The New Yorker has published a statement signed by “select members of the Weinstein Company staff” in the wake of that magazine’s exposé on the company’s co-founder Harvey Weinstein. The group, which did not sign individual names but is said by the magazine to number about 30, says among other things that they “did not know we were working for a serial sexual predator” said that the TWC board “failed” in its duty to keep Weinstein in check.
“We know that in writing this we are in open breach of the non-disclosure agreements in our contracts,” states the letter, which calls Weinstein “a monster.” “But our former boss is in open violation of his contract with us – the employees – to create a safe place for us to work.”
The statement comes along with a new piece on the New Yorker site today detailing Weinstein’s history running TWC from its New York office. The statement was drafted this week, with one of the staffers telling the New Yorker reporter Dana Goodyear, “This awful helpless feeling of being vilified for something you never knew was creating this feeling of true despair.”

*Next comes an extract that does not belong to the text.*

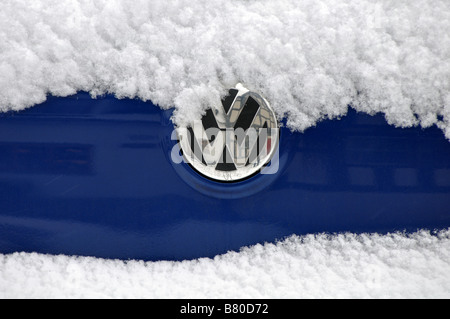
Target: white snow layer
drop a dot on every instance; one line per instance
(315, 266)
(309, 58)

Added the statement: “We have nothing to hide, and are as angry and baffled as you are at how Harvey’s behavior could continue for so long. We ask that the company let us out of our NDAs immediately – and do the same for all former Weinstein Company employees – so we may speak openly, and get to the origins of what happened here, and how.”
Reps for Harvey Weinstein’s PR team at Sitrick & Co, which has remained mostly quiet as the scandal has grown, did not respond to request for comment on the story or the statement. TWC reps also did not respond to request for comment.